Seismic constraints on the geological evolution of the McArthur River region in view of the tectonics of the Eastern Athabasca Basin, Northern Saskatchewan.

摘要

The principal objective of this investigation was two-fold: (1) analysis of 2D and 3D high-resolution and related regional seismic reflection data and (2) critical assessment of seismic methods as exploration tools within the Athabasca Basin of Northern Saskatchewan. The original data were collected as a part of the the multidisciplinary EXTECH-IV project. During the winter of 2000, both regional and high-resolution 2D and 3D seismic data were acquired at McArthur River, the world's largest high-grade uranium deposit. The main focus of the present study was to process and interpret the high-resolution dataset. Specifically, the objectives of the high-resolution seismic study are: (1) to define the basement structure underlying this part of the basin, (2) to define the stratigraphic architecture of the sedimentary rocks within the basin, (3) to map the sandstone/basement unconformity, (4) to locate and image faults controlling the ore deposits, and (5) to establish possible spatial and temporal relationships between subsurface geology and high-grade uranium mineralization. Although the raw data contains elevated noise levels, the acquisition geometry is irregular and the subsurface geology is complex the applied processing sequence resulted in good quality 2D and 3D data.

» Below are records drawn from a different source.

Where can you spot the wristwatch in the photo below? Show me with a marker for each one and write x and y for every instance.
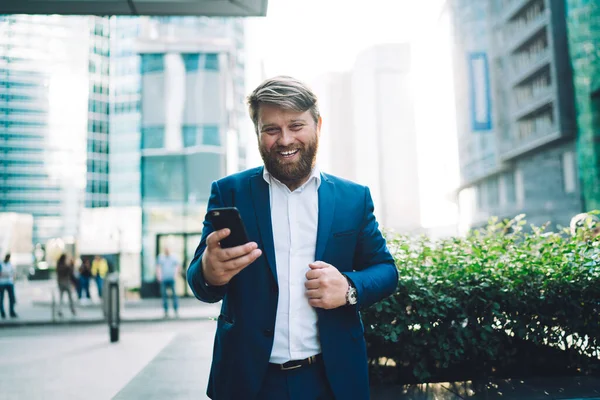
(351, 294)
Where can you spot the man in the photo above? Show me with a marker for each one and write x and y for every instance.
(7, 283)
(99, 270)
(289, 326)
(167, 268)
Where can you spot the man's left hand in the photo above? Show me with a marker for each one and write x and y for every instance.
(326, 287)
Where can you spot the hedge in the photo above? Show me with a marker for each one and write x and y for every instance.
(503, 301)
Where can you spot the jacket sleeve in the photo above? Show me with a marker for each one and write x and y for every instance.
(195, 277)
(375, 275)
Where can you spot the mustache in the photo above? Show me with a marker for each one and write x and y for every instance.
(286, 148)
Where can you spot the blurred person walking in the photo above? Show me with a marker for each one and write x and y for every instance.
(99, 270)
(167, 268)
(64, 276)
(7, 283)
(85, 274)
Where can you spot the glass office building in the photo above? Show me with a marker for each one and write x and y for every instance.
(120, 112)
(192, 93)
(43, 120)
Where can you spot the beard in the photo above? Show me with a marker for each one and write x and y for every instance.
(288, 171)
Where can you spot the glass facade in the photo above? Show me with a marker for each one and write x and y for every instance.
(89, 119)
(98, 114)
(190, 100)
(583, 17)
(43, 120)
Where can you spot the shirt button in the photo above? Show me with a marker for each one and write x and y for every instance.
(268, 332)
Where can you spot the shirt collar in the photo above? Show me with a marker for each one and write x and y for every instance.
(315, 174)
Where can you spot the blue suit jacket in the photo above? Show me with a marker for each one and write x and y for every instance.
(348, 238)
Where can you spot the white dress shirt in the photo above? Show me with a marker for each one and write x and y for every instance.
(294, 217)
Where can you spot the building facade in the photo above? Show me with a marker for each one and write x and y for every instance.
(583, 18)
(515, 114)
(370, 134)
(156, 103)
(43, 120)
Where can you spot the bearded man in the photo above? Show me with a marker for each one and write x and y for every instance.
(290, 326)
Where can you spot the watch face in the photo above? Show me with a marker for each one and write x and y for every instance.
(352, 296)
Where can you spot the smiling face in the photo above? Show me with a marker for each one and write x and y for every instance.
(288, 143)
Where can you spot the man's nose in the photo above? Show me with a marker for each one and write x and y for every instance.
(286, 138)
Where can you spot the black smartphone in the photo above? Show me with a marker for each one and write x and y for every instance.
(229, 217)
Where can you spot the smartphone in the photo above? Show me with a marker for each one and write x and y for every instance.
(229, 217)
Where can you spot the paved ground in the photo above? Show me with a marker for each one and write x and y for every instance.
(167, 360)
(35, 306)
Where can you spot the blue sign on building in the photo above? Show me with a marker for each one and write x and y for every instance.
(479, 92)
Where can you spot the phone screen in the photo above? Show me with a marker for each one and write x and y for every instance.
(229, 217)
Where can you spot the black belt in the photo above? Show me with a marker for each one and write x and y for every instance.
(293, 364)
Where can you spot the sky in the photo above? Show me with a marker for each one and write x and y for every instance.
(309, 38)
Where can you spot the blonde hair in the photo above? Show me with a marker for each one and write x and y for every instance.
(284, 92)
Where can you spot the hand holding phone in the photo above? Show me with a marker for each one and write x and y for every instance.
(227, 249)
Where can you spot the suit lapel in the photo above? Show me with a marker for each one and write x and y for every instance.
(262, 206)
(326, 211)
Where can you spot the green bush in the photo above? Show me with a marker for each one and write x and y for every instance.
(483, 304)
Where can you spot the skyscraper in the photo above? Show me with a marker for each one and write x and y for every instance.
(43, 120)
(583, 19)
(385, 135)
(515, 114)
(370, 135)
(156, 101)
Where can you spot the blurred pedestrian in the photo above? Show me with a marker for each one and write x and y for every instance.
(64, 276)
(167, 268)
(85, 275)
(7, 283)
(99, 270)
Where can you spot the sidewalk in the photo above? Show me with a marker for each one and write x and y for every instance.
(35, 308)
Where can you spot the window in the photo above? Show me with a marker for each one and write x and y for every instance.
(492, 192)
(519, 188)
(211, 135)
(568, 169)
(509, 188)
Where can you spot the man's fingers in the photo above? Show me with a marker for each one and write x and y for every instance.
(312, 284)
(236, 252)
(313, 274)
(318, 303)
(318, 265)
(214, 238)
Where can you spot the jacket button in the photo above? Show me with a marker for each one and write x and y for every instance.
(268, 332)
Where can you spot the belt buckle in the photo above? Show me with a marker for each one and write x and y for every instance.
(290, 368)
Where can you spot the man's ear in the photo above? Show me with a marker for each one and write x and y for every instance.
(319, 123)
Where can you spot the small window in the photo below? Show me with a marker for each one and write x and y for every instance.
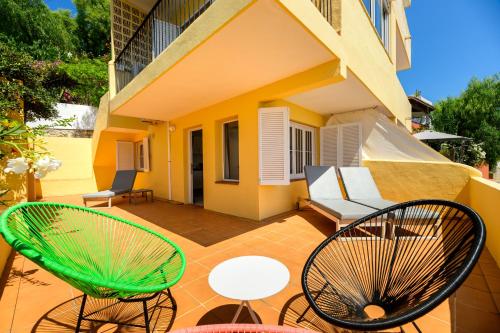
(385, 32)
(141, 155)
(302, 148)
(231, 151)
(378, 10)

The unconformity surface, brittle faults as well basement shear zones were successfully mapped throughout the survey area. It has been established that brittle faults are kinematically linked to pre-existing ductile shear zones of the basement. Reflectivity variations within the metamorphic basement permitted distinction of Archean and Paleoproterozoic assemblages. It has been shown that high-grade uranium deposits are located at the intersection of the main P2 trend and high-angle transcurrent faults. Recognition of this particular structural setting is fundamental for providing a predictive model for other unexplored uranium deposits. Integration of the high-resolution and regional seismic data offered the opportunity to extend structural analysis from local to regional scale. Synthesis of seismic and currently available geological data provided new constraints on the structural evolution of the western Trans-Hudson Orogen. The seismic method emerges as an important exploration tool for future investigations in the deeper parts of the Athabasca Basin.